Unfortunately I think this will have less of an impact than many people think. As expensive as the radiation hardened hardware is, it's still series produced stuff that doesn't need reinventing for every mission. Almost all of the costs are in development of the unique scientific instruments each mission needs, and in keeping the mission teams staffed.
For example NASA's Lucy mission that launched in 2021 had a just under $1 billion budget, in which $560m was spacecraft development and $280m was for keeping a mission team staffed for 12 years. The launch on an Atlas V was $150m. What's $250k for a radiation hardened CPU in that? It's not even peanut crumbs. And as expensive as the launch was, even if SpaceX and other new launch companies drive it down by 90%, the budget for this mission would still be about a billion dollars.
Heck, even if you started series production of probes and their instruments and as such were able to amortize the development costs over a bunch of spacecraft, the fact remains that if you wanna go somewhere interesting it's gonna take years and you're gonna have to have a staff of mission specialists on retainer for most of that time.
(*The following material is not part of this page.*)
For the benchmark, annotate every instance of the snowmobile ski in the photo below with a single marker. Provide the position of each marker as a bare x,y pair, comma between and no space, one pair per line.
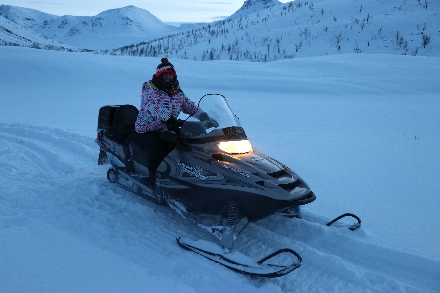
239,262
You can't disrupt away the fact that space is really big, at least not until someone discovers some new physics.
I have long advocated that we attempt dozens of "Deep Impact" style missions against the NEOs - short mission lifetime, perhaps months from launch to impact + a high launch rate - would bring the cycle time from innovation to exploration way, way down. The "Pluto Express" abuse of the word "express" rankled. Not having to fund a team for decades per single mission would be a savings also. If we shift our foci to closer targets, outside LEO, by delta-v and flight time, we will evolve our spaceflight technologies much faster. The moon is a lousy target, because landing on it, and returning from it is so hard, and Mars is too far.
Note, also, that just being on a planetary surface significantly reduces your radiation exposure even if the planet doesn't have magnetic fields. The body of the planet shields you from the sun half the time. A thin atmosphere also has some effect.
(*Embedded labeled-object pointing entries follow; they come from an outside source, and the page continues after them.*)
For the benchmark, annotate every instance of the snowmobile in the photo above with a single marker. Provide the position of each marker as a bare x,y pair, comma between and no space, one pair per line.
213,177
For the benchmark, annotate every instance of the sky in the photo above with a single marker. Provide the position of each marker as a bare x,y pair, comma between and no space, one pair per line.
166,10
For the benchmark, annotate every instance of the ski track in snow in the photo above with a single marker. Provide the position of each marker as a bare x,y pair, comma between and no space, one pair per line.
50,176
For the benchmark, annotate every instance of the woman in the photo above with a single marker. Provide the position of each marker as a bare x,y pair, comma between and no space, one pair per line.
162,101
In addition, being on a planetary surface greatly reduces the thermal cycling. In free space, the instantaneous thermal gradient on your spacecraft could be several hundred degrees, which the spacecraft either has to mitigate via thermal control or it just has to take; usually it will do some of both, so the electronics do need to survive a not insignificant thermal cycle.
You never get that on Mars. The planet is a huge heat sink.
How about during the journey in space, where there's more radiation? Was any shielding provided during transport? (e.g. even from the position of sensitive components relative to the rest of the mothership).
I notice the two flight control MCU's connected to the Qualcomm CPU were still radiation-hardened.
Sure, there's some radiation, and it's shielded to some extent. But 10 mm of aluminum isn't that great at radiation shielding. The big difference is that deep space missions stay in space for decades. The rovers were in space for about a year.
Yeah, I keep the batteries inside in the hottest and coldest weather. That cold snap is bookmarked by spring-like weather, and the grass is lush and wet and not fun to walk in.
"The processor on Ingenuity is 100 times more powerful than everything JPL has sent into deep space, combined."
I think that's a bit exaggerated. The RAD750, which has been used for all sorts of devices, runs from 110 to 200 MHz, typically. A Snapdragon 801 is a quad core 32 bit CPU that can run up to 2.36 GHz. Even if the Snapdragon's IPC is twice that of the PowerPC, even if the Snapdragon is run at its full clock speed (which it certainly is not), and even if the comparison was with the slowest 110 MHz clock of the RAD750, that'd be a factor of 172 times faster.
I think that the person saying this is comparing the floating point throughput of the RAD750 and other CPUs sent in to space with the floating point throughput of the Adreno GPU built in to the Snapdragon 801. That's both misleading and not how things work. But I suppose it makes for catchy headlines, even if it's not factually correct.
I'm no expert, but I think more than these things go into it (and I suspect way more than a 2x IPC bump, but that's guesswork). Also more cache and I'm sure more and faster memory.
The point I was making is that even if one assumes the worst about the PowerPC and the best about the Snapdragon, the comparison doesn't make any sense.
Even if the IPC were FOUR times that of the PowerPC and we accepted the other assumptions in favor of the Snapdragon, that'd make one quad core Snapdragon 344 times faster than the slowest RAD750, so if four or more RAD750s have ever been sent to space, then that'd make the Snapdragon LESS than 100 times faster than just four RAD750s. That's not taking in to account all of the other CPUs used in space missions.
Larger caches and faster memory are necessary to just maintain the IPC - they don't mean that the Snapdragon is faster per clock by virtue of those alone.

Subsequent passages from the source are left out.